I am still reeling from this. Perhaps it is what is tearing my stomach up. It would only make sense, eventually this life of sordid, gruesome, fucked up, hardly believable shit had to catch up with me. Who gets raped more than a couple of times? Who moves across the country to be with a con-artist, gets pregnant by said con-artist within 9 days? The fuck is wrong with me? 

My husband hasn’t been taking his antidepressants. Guess who has been falling into a depressions… yup my husband. He thought that since he was feeling better for a few weeks or days, he hasn’t dedicated himself to taking the fucking pills ever, that he didn’t need them. This is what I was afraid of. Luckily, there was only minimal tension between he and my son. I don’t need that shit. I’m working mother fucking hard on my recovery, I am taking my medicine everytime I am supposed to. I see my therapist when I’m supposed to and my psychiatrist too. I can’t be with someone who doesn’t take their health seriously. Everyone in my immediate family growing up has had to take medicine to live, so maybe that is it? His family is Christian and believe in holistic only shit. And I’m fine with that, but he won’t take that shit either. I don’t know if we’re going to make it. I don’t wanna try with anyone else. 

Thank you/Fuck you

Thank you for pretending not to be afflicted with untreated mental health issues long enough to trick me. 

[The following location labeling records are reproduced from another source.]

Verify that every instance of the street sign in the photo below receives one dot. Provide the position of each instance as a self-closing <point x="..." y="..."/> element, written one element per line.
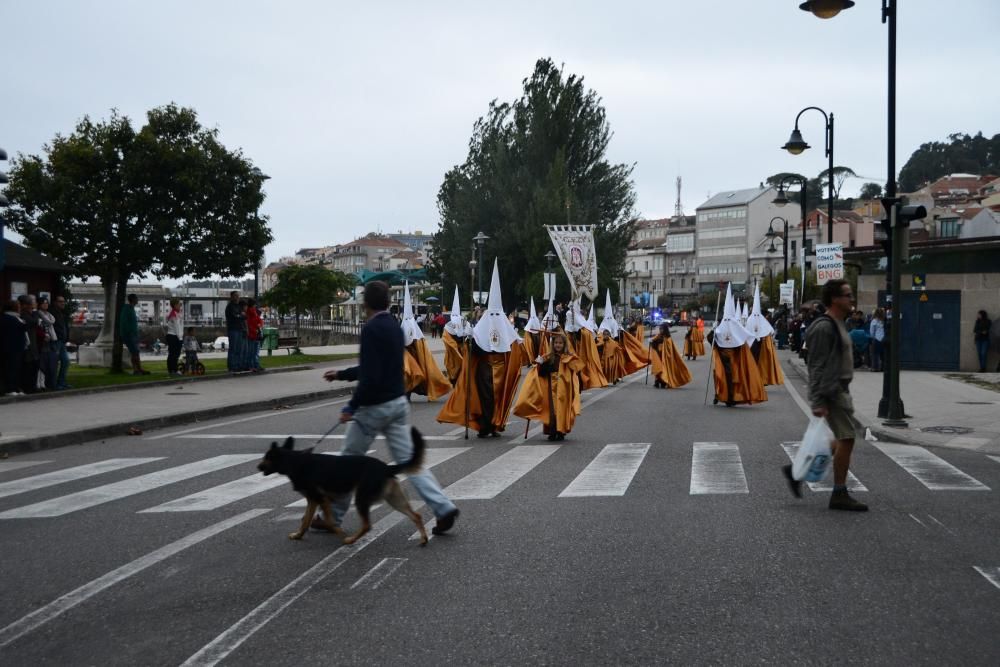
<point x="829" y="262"/>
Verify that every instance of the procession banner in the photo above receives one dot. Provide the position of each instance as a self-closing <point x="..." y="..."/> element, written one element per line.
<point x="575" y="246"/>
<point x="829" y="262"/>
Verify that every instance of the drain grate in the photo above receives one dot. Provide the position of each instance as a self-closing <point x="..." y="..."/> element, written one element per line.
<point x="957" y="430"/>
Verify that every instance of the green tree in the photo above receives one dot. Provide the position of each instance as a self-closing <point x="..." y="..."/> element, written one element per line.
<point x="167" y="199"/>
<point x="307" y="289"/>
<point x="540" y="160"/>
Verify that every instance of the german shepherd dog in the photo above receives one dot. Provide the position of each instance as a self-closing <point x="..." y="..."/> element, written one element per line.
<point x="321" y="478"/>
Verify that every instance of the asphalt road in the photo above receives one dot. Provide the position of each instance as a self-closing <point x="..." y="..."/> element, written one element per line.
<point x="680" y="545"/>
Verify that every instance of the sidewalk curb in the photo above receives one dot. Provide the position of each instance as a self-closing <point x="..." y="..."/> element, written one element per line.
<point x="80" y="436"/>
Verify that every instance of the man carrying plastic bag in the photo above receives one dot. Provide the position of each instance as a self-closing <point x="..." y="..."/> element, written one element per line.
<point x="831" y="369"/>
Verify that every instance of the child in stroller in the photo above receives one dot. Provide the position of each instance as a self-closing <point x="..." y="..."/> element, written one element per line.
<point x="191" y="365"/>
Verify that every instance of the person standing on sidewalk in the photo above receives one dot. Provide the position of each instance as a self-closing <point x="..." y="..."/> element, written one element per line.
<point x="379" y="405"/>
<point x="981" y="332"/>
<point x="831" y="369"/>
<point x="175" y="336"/>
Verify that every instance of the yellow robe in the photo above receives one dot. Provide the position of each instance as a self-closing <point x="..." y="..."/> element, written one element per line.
<point x="636" y="357"/>
<point x="454" y="350"/>
<point x="668" y="367"/>
<point x="593" y="371"/>
<point x="747" y="386"/>
<point x="767" y="363"/>
<point x="505" y="370"/>
<point x="430" y="382"/>
<point x="559" y="390"/>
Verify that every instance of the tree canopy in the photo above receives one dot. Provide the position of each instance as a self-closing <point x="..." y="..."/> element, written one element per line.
<point x="961" y="154"/>
<point x="115" y="202"/>
<point x="540" y="160"/>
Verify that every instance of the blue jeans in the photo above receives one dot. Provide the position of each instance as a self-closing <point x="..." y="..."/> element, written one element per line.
<point x="392" y="419"/>
<point x="982" y="348"/>
<point x="235" y="355"/>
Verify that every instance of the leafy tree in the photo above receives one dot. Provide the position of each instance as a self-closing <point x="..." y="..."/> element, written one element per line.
<point x="870" y="191"/>
<point x="540" y="160"/>
<point x="306" y="288"/>
<point x="960" y="154"/>
<point x="167" y="199"/>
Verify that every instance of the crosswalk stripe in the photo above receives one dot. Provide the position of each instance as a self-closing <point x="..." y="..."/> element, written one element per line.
<point x="497" y="475"/>
<point x="825" y="484"/>
<point x="118" y="490"/>
<point x="929" y="469"/>
<point x="432" y="457"/>
<point x="716" y="467"/>
<point x="7" y="466"/>
<point x="43" y="615"/>
<point x="992" y="574"/>
<point x="68" y="475"/>
<point x="611" y="471"/>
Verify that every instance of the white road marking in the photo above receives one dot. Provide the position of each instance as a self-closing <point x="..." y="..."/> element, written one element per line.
<point x="68" y="475"/>
<point x="75" y="502"/>
<point x="227" y="642"/>
<point x="7" y="466"/>
<point x="853" y="483"/>
<point x="247" y="419"/>
<point x="610" y="473"/>
<point x="494" y="477"/>
<point x="374" y="577"/>
<point x="50" y="611"/>
<point x="930" y="470"/>
<point x="716" y="467"/>
<point x="992" y="574"/>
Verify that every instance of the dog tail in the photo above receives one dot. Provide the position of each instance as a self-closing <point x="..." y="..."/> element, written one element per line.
<point x="416" y="460"/>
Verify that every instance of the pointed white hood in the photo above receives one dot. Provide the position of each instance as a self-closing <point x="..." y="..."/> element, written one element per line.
<point x="455" y="325"/>
<point x="730" y="333"/>
<point x="757" y="324"/>
<point x="494" y="332"/>
<point x="533" y="325"/>
<point x="608" y="322"/>
<point x="411" y="330"/>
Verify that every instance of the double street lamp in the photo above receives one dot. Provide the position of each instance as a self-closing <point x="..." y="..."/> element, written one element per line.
<point x="796" y="145"/>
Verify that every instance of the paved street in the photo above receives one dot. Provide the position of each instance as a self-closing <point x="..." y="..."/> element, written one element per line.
<point x="659" y="532"/>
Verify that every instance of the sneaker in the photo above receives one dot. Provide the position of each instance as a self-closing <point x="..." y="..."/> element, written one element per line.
<point x="444" y="523"/>
<point x="841" y="500"/>
<point x="794" y="484"/>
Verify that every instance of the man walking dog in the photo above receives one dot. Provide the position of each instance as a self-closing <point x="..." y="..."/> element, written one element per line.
<point x="379" y="405"/>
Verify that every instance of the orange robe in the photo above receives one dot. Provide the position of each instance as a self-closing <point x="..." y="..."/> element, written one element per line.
<point x="504" y="371"/>
<point x="592" y="374"/>
<point x="668" y="367"/>
<point x="454" y="350"/>
<point x="767" y="363"/>
<point x="636" y="357"/>
<point x="557" y="391"/>
<point x="430" y="381"/>
<point x="747" y="385"/>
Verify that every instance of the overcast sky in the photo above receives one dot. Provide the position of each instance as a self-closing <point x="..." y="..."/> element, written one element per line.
<point x="357" y="110"/>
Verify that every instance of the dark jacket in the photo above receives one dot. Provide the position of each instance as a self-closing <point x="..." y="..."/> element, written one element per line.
<point x="380" y="373"/>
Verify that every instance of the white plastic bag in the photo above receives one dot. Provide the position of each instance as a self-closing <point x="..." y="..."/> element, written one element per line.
<point x="813" y="457"/>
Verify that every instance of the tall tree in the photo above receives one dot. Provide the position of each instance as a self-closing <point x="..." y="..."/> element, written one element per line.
<point x="540" y="160"/>
<point x="167" y="199"/>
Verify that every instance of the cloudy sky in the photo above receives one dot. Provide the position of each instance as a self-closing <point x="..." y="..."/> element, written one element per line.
<point x="357" y="110"/>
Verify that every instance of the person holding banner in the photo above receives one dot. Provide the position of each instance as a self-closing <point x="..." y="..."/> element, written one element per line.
<point x="551" y="390"/>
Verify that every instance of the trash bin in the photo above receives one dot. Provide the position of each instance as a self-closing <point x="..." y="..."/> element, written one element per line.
<point x="270" y="339"/>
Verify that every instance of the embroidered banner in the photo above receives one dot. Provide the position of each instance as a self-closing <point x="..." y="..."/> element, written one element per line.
<point x="575" y="246"/>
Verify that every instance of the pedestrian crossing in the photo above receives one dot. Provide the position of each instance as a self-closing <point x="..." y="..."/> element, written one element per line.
<point x="716" y="468"/>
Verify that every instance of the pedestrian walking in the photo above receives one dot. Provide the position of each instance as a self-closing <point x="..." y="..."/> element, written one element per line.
<point x="379" y="405"/>
<point x="831" y="368"/>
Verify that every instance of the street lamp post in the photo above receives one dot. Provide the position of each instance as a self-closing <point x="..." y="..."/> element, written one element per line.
<point x="480" y="239"/>
<point x="890" y="405"/>
<point x="796" y="145"/>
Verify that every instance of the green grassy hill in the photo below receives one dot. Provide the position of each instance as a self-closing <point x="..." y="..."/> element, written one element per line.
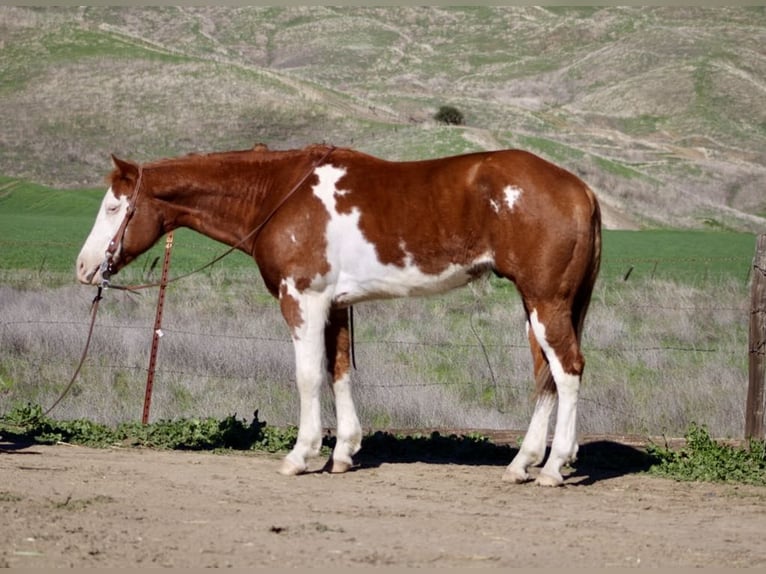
<point x="659" y="109"/>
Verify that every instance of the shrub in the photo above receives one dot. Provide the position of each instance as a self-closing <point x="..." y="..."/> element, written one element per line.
<point x="449" y="115"/>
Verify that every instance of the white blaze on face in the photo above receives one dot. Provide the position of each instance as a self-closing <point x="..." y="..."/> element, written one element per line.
<point x="93" y="252"/>
<point x="354" y="263"/>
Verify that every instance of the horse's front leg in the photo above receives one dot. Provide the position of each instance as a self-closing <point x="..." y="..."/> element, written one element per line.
<point x="306" y="314"/>
<point x="349" y="431"/>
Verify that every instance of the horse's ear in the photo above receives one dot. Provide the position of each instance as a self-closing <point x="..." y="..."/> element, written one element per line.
<point x="126" y="169"/>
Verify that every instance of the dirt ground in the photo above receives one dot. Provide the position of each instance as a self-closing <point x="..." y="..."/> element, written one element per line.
<point x="70" y="506"/>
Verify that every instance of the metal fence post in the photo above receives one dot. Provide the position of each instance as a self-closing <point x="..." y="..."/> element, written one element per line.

Thank you for wasting my mother fucking time. 

Thank you for letting me open up to you just so you can ghost me. 

Thank you for letting me reach back out after you treat me like shit, just long enough to do it again. 

Fuck you for pretending to care. 

Fuck you & may you feel this sting many times over so you stop fucking with people. 

Fuck you and whichever friends you spoke to that would make me the bad guy, when all I wanted to do was the right thing. 

Thank you for being another person to lie about me to people I could give a shit about. 

Thank you for reminding me that I need to keep myself closed off. 

Fuck you, you’re in terrible shape. You’re not as smart as me, you don’t look as good as I do, you have murderous eyes. 

You can fool your dumb friends, but I see you. You’re afraid of getting close to someone, being hurt, and you’re not better from your PTSD. It’s worse you’re like talking to two different people. 

With this I block you in every way I can. Don’t say shit else to me, my kindness for you is dead you asshole, fuck yourself, change your ways or you’ll die alone.